GATEKEEPERS DOWN: The Washington Post flunks a fearful test!

FRIDAY, APRIL 5, 2013

Part 5—In praise of computer editing: Last Sunday’s column by Childress and Childress points to an obvious problem:

Even at the Washington Post, our journalistic elites can no longer function! They can’t reason, analyze, judge or assess. Nor do they seem to want to.

Well sir, the analysts woke us early today with a solution to this problem—and with a new perspective on that remarkable column by the Childress sisters.

(To review the Childress column, see parts 1 qand 2 of this series.)

Intriguing! Atop the front page of today’s New York Times, John Markoff reports an exciting new way to let the nation’s professors get by with even less work.

Why should professors waste their time grading their students’ essays? According to Markoff, the grading of essays can be done by computers now!

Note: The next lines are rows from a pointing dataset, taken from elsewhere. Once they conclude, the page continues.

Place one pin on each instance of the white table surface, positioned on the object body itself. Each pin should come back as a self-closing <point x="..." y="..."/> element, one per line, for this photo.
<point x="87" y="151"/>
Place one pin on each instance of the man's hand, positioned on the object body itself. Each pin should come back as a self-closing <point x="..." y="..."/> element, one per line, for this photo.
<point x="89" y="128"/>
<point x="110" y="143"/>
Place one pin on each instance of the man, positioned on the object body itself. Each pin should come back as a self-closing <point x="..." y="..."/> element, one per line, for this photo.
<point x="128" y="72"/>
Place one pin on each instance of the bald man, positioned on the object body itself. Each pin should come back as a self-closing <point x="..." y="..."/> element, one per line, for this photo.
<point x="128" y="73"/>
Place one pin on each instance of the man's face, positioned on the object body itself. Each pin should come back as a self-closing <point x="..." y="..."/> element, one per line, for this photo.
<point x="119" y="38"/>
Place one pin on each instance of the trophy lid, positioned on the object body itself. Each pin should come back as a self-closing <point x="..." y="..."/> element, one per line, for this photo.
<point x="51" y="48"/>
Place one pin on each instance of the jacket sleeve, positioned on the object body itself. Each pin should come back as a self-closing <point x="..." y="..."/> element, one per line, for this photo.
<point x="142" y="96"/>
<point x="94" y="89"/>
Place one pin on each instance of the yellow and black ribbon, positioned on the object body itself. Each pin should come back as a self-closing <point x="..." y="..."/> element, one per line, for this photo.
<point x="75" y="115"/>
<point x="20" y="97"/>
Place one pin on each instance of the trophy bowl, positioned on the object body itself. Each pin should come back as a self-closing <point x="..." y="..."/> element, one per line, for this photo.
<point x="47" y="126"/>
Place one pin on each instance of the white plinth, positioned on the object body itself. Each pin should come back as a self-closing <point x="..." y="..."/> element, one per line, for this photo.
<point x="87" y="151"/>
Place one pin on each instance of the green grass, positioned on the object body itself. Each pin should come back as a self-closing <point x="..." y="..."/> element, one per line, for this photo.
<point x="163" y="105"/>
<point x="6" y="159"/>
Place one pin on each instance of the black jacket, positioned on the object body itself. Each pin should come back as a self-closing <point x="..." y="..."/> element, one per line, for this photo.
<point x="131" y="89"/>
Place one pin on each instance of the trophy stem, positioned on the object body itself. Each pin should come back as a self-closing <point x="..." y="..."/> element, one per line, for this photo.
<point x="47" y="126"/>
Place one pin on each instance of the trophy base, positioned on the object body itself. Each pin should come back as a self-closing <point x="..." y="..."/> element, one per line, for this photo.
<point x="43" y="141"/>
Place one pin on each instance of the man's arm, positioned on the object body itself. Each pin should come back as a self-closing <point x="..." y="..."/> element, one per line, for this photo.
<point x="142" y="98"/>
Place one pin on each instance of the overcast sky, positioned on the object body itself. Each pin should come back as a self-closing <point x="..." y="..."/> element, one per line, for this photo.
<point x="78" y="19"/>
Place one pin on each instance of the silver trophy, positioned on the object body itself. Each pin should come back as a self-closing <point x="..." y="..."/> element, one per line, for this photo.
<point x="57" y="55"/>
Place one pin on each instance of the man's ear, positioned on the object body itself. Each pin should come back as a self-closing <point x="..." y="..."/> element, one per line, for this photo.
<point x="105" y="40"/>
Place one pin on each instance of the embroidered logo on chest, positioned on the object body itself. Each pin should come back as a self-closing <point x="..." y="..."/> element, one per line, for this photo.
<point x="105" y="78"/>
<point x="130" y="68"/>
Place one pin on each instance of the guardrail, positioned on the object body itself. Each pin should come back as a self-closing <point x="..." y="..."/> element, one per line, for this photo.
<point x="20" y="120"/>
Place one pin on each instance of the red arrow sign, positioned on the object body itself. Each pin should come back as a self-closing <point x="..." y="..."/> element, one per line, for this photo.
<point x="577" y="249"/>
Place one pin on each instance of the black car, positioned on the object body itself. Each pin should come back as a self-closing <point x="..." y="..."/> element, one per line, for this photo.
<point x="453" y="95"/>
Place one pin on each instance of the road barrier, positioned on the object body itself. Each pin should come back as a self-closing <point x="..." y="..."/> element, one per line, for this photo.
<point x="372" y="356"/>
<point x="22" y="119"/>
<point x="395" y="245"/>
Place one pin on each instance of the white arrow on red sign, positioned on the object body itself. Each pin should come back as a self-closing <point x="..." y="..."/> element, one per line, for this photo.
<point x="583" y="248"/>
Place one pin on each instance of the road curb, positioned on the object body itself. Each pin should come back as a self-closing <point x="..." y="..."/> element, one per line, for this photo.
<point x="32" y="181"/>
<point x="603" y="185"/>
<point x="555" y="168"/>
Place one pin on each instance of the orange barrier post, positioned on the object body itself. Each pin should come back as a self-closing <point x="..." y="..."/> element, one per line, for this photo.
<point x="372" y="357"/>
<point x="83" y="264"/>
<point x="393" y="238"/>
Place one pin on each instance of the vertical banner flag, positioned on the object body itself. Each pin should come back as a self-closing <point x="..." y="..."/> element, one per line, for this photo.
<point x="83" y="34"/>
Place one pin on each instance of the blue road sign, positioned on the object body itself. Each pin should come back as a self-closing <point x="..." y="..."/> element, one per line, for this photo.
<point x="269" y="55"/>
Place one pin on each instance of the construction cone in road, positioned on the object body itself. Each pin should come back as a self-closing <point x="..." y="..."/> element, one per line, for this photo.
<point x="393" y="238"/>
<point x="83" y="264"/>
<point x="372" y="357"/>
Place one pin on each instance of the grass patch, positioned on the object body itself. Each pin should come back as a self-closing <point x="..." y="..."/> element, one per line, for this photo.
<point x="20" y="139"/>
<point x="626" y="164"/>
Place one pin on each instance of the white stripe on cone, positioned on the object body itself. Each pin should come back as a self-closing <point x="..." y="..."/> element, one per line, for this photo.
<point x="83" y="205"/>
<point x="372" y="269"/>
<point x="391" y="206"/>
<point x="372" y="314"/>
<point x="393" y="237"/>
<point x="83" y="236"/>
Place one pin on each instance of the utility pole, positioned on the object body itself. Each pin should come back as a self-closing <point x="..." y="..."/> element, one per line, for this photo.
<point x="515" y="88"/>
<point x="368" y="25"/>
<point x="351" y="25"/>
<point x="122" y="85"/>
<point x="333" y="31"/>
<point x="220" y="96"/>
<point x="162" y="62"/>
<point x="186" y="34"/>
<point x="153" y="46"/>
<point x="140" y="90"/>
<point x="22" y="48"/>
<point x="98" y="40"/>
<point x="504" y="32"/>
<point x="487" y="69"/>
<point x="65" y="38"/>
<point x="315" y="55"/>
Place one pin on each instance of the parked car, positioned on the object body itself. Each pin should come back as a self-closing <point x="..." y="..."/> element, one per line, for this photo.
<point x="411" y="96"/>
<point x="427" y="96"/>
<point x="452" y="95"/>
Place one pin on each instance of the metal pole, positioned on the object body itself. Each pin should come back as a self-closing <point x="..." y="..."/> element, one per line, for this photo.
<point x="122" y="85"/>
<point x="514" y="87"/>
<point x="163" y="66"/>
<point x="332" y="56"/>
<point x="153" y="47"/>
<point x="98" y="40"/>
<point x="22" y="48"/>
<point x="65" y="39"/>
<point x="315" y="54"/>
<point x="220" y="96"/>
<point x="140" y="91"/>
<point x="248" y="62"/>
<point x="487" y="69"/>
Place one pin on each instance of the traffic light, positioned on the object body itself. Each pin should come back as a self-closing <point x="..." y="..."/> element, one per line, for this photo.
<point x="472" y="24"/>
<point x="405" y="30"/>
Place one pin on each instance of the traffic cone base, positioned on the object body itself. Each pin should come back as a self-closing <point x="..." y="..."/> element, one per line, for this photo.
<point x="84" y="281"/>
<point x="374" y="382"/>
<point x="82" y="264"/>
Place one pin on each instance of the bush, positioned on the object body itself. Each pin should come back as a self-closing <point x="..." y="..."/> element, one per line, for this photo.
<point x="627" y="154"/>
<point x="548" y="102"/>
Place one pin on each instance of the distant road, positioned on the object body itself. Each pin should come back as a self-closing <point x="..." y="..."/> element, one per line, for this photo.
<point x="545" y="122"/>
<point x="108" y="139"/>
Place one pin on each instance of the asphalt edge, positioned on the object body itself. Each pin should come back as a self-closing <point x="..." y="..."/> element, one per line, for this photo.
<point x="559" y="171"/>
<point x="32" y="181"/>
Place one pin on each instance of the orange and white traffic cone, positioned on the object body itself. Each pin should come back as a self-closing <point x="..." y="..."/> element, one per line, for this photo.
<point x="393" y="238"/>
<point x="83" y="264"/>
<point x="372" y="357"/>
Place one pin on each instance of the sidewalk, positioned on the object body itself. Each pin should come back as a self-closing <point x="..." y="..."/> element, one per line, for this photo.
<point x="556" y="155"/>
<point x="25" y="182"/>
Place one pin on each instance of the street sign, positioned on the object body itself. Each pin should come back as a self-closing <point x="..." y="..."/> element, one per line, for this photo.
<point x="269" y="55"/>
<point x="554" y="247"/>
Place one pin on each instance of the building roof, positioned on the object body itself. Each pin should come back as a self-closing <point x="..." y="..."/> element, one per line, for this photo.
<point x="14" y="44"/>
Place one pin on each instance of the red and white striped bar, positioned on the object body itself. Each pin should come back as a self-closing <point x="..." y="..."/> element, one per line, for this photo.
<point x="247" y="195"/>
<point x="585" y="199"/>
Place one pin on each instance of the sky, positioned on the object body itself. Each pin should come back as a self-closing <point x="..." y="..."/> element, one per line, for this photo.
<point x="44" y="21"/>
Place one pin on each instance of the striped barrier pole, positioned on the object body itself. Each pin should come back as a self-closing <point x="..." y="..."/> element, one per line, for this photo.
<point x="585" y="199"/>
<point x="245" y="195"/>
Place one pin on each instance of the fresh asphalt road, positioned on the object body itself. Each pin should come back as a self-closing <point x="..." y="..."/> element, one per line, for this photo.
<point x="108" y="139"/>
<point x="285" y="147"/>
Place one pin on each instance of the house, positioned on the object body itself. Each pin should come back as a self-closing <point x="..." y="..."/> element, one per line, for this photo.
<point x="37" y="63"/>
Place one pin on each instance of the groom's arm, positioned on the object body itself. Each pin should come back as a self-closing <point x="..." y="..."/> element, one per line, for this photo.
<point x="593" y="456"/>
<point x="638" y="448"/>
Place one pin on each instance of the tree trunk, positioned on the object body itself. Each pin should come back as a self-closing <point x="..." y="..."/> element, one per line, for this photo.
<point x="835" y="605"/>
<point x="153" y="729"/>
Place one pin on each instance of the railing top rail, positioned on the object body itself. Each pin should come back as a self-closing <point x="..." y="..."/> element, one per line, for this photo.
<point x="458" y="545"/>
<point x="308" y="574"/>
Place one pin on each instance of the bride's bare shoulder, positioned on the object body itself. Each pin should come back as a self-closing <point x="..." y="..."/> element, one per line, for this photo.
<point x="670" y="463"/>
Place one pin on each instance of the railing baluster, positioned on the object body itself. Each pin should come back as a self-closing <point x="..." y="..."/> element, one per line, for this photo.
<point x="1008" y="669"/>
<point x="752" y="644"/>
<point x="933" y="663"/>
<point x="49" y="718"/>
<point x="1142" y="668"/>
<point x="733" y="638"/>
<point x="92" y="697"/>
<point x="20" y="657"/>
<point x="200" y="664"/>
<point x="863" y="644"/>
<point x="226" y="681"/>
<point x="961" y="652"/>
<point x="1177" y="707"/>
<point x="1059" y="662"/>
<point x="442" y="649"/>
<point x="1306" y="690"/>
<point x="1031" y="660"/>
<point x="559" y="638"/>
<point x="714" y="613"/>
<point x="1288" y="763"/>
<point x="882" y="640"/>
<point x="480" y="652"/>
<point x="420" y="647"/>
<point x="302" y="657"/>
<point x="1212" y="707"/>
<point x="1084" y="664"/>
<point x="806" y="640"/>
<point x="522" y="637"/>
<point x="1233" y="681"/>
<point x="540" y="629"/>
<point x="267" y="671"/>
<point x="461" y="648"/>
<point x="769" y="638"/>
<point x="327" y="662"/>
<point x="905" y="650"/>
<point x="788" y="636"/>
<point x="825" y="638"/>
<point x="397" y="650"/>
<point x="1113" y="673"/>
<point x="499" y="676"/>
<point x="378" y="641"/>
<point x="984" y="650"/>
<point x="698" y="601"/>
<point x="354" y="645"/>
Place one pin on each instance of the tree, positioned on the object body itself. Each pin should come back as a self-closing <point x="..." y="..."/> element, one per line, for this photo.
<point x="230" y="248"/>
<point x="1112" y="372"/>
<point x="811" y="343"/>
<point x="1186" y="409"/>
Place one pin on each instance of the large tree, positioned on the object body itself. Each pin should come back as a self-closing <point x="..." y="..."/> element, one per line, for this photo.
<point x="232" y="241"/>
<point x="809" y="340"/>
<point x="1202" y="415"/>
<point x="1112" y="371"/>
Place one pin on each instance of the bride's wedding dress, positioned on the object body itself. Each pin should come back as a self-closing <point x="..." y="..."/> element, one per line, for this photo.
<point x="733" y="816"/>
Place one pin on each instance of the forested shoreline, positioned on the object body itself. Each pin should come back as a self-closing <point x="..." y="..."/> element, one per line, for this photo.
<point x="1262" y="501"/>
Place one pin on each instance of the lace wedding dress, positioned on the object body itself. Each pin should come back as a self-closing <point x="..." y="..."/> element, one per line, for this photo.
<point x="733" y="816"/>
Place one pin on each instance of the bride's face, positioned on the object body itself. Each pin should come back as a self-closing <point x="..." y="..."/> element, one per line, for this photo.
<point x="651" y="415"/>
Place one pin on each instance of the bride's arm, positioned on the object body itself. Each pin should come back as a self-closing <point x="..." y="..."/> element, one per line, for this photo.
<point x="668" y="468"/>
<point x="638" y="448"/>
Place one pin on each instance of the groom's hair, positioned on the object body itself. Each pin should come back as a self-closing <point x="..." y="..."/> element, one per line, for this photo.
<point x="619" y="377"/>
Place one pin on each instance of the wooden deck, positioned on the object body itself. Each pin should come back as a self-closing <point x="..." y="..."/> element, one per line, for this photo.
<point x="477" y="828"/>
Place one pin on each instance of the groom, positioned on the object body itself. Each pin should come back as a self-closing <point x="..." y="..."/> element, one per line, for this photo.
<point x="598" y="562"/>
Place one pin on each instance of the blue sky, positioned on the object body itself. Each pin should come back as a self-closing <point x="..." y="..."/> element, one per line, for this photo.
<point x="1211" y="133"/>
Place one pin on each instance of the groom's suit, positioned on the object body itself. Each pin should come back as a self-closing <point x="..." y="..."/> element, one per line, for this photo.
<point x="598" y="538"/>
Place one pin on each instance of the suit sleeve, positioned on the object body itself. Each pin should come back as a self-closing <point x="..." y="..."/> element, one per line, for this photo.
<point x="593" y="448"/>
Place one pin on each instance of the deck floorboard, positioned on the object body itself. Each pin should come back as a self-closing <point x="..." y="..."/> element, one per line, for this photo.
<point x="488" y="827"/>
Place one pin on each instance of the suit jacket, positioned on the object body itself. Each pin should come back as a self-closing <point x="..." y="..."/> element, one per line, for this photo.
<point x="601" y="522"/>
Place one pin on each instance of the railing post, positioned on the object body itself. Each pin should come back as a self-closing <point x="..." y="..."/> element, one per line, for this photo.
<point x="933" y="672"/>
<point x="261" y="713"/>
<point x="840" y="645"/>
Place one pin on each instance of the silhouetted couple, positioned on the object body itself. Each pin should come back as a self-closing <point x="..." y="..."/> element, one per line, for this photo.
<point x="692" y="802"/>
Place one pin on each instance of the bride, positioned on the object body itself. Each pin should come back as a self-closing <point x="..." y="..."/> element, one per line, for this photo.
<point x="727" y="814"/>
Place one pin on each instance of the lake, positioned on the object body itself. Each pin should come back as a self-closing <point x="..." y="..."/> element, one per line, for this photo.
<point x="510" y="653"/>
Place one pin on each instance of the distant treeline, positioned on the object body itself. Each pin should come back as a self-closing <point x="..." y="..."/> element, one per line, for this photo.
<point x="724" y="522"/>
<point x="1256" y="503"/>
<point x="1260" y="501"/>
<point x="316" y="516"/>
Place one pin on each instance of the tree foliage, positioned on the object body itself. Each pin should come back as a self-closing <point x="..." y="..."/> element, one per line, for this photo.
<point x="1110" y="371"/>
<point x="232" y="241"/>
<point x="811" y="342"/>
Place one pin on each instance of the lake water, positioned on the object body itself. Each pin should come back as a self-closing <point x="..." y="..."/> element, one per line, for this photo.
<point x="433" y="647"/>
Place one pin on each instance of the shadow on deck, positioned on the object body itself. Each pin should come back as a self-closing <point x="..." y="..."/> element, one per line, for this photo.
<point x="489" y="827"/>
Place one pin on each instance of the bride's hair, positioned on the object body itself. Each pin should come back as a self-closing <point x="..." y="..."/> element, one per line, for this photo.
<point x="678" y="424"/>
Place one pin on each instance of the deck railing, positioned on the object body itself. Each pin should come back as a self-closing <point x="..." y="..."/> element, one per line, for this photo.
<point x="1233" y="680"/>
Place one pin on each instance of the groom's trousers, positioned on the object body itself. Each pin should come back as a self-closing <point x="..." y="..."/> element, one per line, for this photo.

Here’s the way today’s report starts. Yes, that is the actual headline, at least in the on-line Times:
MARKOFF (4/5/13): Essay-Grading Software Offers Professors a Break

Imagine taking a college exam and, instead of handing in a blue book and getting a grade from a professor a few weeks later, clicking the “send” button when you are done and receiving a grade back instantly, your essay scored by a software program.

And then, instead of being done with that exam, imagine that the system would immediately let you rewrite the test to try to improve your grade.

EdX, the nonprofit enterprise founded by Harvard and the Massachusetts Institute of Technology to offer courses on the Internet, has just introduced such a system and will make its automated software available free on the Web to any institution that wants to use it. The software uses artificial intelligence to grade student essays and short written answers, freeing professors for other tasks.
We’re not sure why the student would be allowed to rewrite his test to improve his grade. But just imagine! Under this system, professors could get to the south of France that much more quickly each year!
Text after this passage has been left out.